May 20th, 2010

thought for the day

As the rulers of cyclespace, we cannot allow our power to be diluted by countenancing many of the things non-cyclists would say. We cannot indulge talk of cycling relieving congestion for drivers. We cannot be appealing to governments for funding, on the basis that we are being good boys and girls by relieving the burden on hospitals. We cannot expect green points to be paid out in some way. This is not the way colonists act.
Today I'll be taking The Velorbis again, and plan to wear my summer weight tweed sports coat. 

The unplanned career plan

My career is turning out like scrambled eggs that looked for 10 years more like an omelet, that I'm now slicing up for fried rice. Along the way I've been throwing in turmeric, apples, and all sorts of things that don't go.
So here's a confession: I was meant to have been researching cyclespace for the past 15 years. The Australian Postgraduate Award (APA) I won in 1996, was based on such a proposal. It was my supervisor who steered me into reading abstruse art theory. The government was funding me to examine the integration of cycling infrastructure into high density residential developments, like the ones I'd been designing in Singapore.
If it were the case that I had just 6 months to live, then perhaps I'd feel bitter. But based on how I've been riding, I feel as though I've got another century left in this body, and in any case, an art theoretical take on cyclespace architecture is so much more interesting than the raw data collection work I would now be doing had I not learned to think through the Humanities. (I've been reading that tedious journal Australian Planner this week, and am thinking: no wonder our cities have all gone to shit! Papers by Tods about TODs. All the authors wear loose pleated trousers.)
So anyway, as I was saying, careers can take circuitous courses. Mindless courses of least resistance, most often. Though in my case I find myself heading in a direction I originally set out on, yet for 15 years was forgetting. Do I feel a dire need to make up for lost time? On the contrary! I feel the past 15 years have equipped me to add something new to the discussion.

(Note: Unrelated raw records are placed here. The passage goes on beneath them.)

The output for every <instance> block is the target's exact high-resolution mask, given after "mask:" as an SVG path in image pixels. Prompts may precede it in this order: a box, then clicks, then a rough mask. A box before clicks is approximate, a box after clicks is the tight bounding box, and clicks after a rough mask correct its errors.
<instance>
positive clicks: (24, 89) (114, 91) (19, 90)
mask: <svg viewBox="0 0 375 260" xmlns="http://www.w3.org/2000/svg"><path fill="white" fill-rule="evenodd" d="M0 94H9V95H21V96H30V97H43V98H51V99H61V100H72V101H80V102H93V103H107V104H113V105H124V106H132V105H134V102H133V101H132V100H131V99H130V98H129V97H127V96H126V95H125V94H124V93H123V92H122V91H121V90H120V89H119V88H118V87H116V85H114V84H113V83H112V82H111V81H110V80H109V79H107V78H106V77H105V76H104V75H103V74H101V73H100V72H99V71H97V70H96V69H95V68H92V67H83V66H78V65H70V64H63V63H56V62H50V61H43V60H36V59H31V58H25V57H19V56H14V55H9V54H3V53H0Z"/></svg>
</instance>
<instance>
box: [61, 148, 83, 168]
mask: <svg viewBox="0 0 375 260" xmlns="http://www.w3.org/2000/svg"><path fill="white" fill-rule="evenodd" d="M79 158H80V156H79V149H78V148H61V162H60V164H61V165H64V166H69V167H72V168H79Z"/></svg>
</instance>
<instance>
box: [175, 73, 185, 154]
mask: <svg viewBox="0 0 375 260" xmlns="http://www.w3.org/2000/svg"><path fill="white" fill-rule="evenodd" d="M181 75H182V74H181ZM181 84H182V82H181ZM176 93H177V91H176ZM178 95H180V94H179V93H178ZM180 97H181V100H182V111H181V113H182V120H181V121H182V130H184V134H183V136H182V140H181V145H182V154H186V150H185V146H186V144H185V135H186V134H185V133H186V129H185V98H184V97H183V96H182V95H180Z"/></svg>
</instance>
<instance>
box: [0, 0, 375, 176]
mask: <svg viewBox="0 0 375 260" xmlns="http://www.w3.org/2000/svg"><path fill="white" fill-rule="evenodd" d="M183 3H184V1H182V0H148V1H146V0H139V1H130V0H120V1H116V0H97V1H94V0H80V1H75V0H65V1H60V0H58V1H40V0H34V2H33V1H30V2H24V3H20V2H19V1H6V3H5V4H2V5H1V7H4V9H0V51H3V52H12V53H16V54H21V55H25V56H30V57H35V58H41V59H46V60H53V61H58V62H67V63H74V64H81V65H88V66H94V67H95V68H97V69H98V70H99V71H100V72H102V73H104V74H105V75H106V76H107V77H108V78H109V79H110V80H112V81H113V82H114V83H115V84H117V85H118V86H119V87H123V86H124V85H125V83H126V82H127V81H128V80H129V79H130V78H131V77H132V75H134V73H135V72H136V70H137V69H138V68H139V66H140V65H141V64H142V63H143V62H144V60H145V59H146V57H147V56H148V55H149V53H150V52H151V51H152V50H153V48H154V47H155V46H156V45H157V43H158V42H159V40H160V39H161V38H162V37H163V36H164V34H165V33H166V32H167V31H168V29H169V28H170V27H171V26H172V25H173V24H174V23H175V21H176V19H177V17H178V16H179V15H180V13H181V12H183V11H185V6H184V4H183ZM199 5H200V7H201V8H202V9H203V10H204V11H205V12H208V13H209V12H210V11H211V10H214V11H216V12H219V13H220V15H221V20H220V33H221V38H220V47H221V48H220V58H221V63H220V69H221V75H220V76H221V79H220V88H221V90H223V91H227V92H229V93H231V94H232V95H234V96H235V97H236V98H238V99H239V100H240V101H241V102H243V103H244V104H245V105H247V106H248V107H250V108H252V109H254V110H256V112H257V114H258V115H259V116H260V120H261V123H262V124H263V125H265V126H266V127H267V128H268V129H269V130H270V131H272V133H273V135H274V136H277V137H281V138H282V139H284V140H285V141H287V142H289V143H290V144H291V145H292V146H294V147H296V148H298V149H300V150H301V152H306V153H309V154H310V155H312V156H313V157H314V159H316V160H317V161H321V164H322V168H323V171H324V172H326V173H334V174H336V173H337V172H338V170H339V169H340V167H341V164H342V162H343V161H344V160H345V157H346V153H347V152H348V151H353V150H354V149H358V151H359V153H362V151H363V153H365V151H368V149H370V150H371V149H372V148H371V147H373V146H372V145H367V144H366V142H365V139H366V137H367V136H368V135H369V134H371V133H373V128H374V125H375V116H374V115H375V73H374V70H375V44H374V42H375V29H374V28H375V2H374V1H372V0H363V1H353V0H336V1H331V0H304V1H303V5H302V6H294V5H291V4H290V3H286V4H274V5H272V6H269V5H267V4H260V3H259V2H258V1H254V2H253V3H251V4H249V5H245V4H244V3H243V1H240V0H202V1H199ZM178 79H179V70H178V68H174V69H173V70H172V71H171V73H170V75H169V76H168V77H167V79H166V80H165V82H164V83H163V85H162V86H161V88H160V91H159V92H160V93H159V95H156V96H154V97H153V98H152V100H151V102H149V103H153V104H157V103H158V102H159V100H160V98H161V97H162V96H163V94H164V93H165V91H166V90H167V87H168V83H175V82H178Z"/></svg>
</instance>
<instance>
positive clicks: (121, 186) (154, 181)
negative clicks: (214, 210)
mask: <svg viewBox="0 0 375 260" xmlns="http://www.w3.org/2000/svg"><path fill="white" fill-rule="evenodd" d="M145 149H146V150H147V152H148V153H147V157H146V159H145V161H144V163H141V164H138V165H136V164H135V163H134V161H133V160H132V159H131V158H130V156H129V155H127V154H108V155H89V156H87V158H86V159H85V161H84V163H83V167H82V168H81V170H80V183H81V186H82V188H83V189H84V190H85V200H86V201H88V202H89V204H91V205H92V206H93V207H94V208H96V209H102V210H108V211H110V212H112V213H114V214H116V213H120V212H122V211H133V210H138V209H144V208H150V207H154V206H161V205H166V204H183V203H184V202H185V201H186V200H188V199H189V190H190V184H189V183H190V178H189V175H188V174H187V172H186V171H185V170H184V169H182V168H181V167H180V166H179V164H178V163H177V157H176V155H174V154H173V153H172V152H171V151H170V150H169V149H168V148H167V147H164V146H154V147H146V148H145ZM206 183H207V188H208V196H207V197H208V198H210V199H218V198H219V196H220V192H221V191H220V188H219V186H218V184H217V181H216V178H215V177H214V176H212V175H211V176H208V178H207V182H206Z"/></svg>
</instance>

The poststructuralist/postmodern thinking that runs in my veins now, means I will take a qualitative approach to the subject. I won't see commuters as cogs in cities like clocks, going about their instrumentalist lives, the way planners think we all do. Teaching architectural history, and now leading study tours around Europe, I think gives me an historical perspective on current developments. Plus, once in a while, I find I'm able to apply what I know from philosophy to the world around me right now. I'm not so smart that I can have immediate intellectual insights, but if I bear down on a topic, original thoughts do come in time. My weakest points are recall and spelling, but isn't that why god gave us google?